|Location:||Darzo, Valle del Chiese. The trip starts at Darzo, visitors are driven to the mining village by minibus.|
JUN to OCT Fri, Sat, Sun 9, 14.
Reservation 3 days in advance required.
Adults EUR 17, Children (5-14) EUR 12, Children (0-4) EUR 3.
Miniere di Darzo, Piazza 16ᵒ Reggim. Artiglieria, 10/c, 38089 Darzo TN, Tel: +39-328-2419981.
Reservation: Tel: +39-328-0007711. E-mail:
|As far as we know this information was accurate when it was published (see years in brackets), but may have changed since then.
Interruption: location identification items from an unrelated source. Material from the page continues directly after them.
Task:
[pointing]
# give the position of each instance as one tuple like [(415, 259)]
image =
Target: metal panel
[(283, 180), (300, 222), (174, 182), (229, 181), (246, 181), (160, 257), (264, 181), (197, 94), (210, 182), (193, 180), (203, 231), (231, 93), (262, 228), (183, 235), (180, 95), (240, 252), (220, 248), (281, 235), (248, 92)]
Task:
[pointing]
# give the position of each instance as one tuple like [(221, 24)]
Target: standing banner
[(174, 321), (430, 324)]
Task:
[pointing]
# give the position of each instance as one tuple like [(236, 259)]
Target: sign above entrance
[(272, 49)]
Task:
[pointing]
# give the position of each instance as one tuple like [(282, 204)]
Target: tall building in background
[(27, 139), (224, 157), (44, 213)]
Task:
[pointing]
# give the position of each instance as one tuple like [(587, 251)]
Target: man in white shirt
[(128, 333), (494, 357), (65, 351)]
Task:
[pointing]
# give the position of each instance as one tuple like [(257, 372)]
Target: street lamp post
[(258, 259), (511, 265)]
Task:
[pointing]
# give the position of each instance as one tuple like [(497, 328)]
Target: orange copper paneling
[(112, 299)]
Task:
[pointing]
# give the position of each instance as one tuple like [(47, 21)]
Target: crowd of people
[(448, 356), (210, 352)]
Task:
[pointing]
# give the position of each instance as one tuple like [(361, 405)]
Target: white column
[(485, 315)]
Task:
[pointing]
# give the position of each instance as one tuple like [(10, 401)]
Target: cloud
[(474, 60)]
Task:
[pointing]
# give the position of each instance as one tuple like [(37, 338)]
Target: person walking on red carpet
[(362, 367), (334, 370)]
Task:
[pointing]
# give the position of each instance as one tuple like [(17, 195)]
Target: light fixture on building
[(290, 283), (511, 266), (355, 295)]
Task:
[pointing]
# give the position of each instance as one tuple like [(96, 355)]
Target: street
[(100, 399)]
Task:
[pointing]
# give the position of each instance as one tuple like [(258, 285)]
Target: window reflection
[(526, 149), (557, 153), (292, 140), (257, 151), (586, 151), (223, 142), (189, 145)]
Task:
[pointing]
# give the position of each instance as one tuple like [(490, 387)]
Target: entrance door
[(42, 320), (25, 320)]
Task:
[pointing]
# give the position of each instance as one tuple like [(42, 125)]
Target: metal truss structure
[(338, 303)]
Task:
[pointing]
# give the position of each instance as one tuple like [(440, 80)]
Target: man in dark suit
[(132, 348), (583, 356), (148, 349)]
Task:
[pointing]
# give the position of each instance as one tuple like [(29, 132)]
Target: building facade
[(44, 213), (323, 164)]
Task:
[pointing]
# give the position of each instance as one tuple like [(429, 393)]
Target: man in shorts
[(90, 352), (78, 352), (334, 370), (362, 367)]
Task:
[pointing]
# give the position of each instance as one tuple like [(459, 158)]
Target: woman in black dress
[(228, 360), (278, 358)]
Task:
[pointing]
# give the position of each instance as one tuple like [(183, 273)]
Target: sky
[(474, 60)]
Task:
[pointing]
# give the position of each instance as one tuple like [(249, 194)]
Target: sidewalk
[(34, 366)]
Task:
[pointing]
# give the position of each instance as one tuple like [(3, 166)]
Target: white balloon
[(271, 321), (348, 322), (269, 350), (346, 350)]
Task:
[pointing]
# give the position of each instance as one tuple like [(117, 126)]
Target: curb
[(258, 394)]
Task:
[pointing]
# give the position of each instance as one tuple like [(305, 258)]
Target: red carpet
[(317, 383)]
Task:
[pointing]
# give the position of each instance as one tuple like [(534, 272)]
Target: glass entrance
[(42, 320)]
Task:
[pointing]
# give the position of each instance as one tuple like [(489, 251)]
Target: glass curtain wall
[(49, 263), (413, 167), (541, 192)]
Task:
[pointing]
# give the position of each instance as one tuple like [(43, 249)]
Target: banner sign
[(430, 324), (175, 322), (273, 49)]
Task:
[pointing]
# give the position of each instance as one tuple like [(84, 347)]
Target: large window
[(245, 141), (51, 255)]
Please check rates and details directly with the companies in question if you need more recent info.
|1894||discovery and opening of the first baryte mines.|
|2005||project to protect the history of the mining started by Pro Loco di Darzo.|
The baryte at Darzo was exceptional, as it was extremely pure. There was no ore in the veins, which would have changed the colour. This was important, because this baryte was mainly used for the production of pigments, in other words to produce white colour. It was used for painting and for photographic paper.
The first mine near Darzo, the Quella di Marìgole mine, was opened by Giacomo Corna Pellegrini in 1894. He learned that baryte and iron ore were often connected. This mine became the longest working mine in the area and was last one closed in 2009.
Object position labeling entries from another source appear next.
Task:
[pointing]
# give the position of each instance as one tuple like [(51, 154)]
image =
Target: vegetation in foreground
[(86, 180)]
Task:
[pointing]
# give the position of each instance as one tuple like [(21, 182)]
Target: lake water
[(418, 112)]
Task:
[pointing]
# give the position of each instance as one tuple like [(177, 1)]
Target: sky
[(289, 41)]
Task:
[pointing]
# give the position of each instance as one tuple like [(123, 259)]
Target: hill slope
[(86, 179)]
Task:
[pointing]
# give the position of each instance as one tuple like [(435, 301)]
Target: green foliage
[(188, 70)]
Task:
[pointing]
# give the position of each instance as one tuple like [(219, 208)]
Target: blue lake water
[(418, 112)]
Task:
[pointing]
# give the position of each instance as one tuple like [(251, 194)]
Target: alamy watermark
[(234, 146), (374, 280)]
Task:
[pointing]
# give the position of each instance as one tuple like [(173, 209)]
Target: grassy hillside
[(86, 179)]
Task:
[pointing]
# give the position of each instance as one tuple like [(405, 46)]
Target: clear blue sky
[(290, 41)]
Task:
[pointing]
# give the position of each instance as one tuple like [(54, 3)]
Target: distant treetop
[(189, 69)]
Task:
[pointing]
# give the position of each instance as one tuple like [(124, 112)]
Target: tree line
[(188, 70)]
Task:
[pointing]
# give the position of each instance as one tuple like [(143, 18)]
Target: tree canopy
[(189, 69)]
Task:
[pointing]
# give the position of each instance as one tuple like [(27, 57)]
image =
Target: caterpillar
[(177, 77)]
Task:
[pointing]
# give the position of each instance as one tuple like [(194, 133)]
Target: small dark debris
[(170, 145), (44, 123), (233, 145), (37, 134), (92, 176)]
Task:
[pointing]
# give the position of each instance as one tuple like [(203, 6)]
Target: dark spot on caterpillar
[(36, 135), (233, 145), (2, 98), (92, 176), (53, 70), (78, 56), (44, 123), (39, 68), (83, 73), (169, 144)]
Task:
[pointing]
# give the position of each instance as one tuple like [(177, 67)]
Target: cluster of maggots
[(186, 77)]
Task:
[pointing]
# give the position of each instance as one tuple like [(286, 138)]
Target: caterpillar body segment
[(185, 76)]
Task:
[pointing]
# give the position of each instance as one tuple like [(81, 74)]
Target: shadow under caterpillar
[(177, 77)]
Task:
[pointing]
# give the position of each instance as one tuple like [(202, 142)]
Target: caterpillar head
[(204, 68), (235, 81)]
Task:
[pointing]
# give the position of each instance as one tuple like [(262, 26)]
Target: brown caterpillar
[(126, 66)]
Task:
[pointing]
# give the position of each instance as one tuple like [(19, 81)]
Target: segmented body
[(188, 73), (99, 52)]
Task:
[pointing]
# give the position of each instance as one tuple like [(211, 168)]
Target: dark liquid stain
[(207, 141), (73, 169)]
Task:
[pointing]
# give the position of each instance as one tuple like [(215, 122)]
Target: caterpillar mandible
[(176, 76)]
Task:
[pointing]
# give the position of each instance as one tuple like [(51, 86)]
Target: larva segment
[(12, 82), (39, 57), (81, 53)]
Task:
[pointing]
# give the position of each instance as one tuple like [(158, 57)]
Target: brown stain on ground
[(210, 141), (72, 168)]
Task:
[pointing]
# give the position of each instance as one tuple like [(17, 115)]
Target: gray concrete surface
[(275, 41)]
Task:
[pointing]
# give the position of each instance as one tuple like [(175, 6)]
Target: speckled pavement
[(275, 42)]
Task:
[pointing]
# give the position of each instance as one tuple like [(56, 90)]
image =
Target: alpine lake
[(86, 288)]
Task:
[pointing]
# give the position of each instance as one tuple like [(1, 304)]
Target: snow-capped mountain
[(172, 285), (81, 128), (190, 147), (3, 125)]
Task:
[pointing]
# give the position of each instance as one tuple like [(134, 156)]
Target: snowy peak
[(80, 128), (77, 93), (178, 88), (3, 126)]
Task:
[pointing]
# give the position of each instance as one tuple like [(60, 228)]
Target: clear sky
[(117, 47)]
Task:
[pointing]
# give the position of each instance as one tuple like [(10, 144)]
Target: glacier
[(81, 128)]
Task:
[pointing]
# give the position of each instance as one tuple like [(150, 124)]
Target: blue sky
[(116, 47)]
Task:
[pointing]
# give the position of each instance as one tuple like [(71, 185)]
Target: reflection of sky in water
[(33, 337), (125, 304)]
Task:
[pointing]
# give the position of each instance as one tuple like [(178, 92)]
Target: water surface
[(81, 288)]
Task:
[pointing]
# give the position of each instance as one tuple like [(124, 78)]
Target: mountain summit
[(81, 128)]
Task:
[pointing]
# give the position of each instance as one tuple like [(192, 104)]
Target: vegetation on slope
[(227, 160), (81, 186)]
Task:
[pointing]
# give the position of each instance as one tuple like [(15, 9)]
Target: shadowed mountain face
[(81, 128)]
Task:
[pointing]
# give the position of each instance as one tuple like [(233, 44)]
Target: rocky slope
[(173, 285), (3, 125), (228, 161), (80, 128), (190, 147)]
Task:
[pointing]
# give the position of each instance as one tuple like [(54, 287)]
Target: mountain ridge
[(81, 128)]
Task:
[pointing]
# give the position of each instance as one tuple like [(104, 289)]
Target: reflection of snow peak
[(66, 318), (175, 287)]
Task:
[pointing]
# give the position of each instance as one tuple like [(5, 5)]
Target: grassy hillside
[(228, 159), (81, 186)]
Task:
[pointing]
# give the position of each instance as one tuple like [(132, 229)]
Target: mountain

A second mine was opened by Carlo Maffei named miniera di Val Cornèra. He also operated a mill in Nozza, which he relocated closer to the mine in 1909, to Ponte Caffaro. Finally he built a plant at Daro in 1925. His mine operated until the mid sixties.
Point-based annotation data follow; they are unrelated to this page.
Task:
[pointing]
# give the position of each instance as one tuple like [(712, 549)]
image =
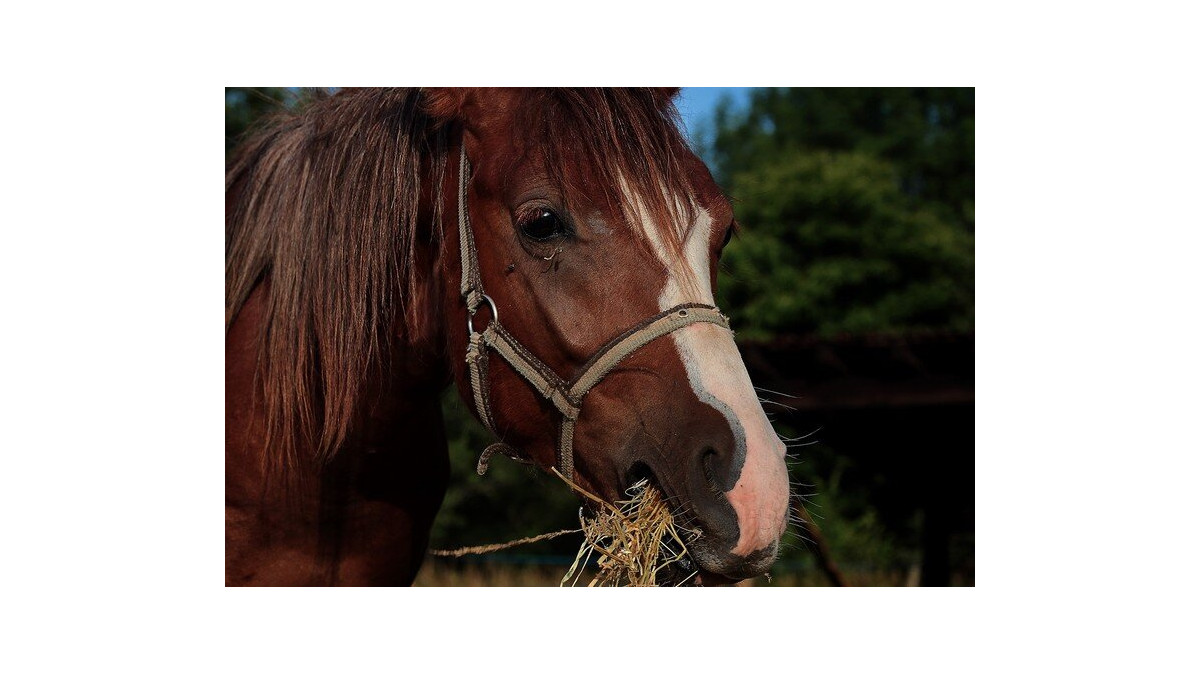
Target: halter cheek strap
[(565, 395)]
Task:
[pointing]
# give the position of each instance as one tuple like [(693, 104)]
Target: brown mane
[(323, 210)]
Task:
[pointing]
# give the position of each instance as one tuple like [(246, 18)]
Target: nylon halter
[(565, 395)]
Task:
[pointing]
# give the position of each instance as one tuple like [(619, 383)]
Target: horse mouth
[(677, 569)]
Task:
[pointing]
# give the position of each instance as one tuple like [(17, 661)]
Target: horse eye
[(543, 225)]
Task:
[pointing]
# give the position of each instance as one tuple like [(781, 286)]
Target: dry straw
[(636, 542)]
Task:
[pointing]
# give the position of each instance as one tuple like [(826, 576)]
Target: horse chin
[(709, 561)]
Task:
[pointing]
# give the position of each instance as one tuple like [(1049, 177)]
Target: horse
[(551, 252)]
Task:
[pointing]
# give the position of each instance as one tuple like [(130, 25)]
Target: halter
[(567, 396)]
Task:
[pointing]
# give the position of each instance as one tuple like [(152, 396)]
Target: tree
[(859, 203)]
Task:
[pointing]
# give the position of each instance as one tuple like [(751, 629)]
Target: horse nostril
[(708, 459)]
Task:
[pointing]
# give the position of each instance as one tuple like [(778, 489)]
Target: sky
[(697, 103)]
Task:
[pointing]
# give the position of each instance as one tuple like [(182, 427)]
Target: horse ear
[(444, 103)]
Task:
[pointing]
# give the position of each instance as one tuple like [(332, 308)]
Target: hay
[(636, 541)]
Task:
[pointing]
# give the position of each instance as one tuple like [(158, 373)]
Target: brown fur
[(343, 320)]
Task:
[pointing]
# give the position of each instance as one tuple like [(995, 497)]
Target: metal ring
[(496, 315)]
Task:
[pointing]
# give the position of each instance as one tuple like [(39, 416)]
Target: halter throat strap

And finally there was Felice Cima. He obtained a mining license in the neighboring town Storo. When his mine closed in 1976 it was purchased by Pellegrini, like the Val Cornèra mine before, and they were finally the main baryte mine named Baritina Mineraria.
The participants of the mine tour are carried to the abandoned miner village Marigole at 1.100m asl above Darzo with a minibus. From the miner cottage with its red shutters the tour goes up the railroad tracks of the former funicular. Visitors are equipped with a helmet and enter one of the abandoned mine tunnels, the miniera di “S. Barbara”. The tour includes a vein of barite which was not mined. Back at the miner cottage the exhibition in the building is visited. It shows the typical equipment of miners, like the carbide lamps.
Probably the most interesting thing at the mines is the unique mining technique developed by Piero Corna Pellegrini in the 1970s. The secured the mined dykes with concrete so he was able to mine the baryte completely. The other mines had to leave pillars to make the mine stable, a traditional technique called room and pillar.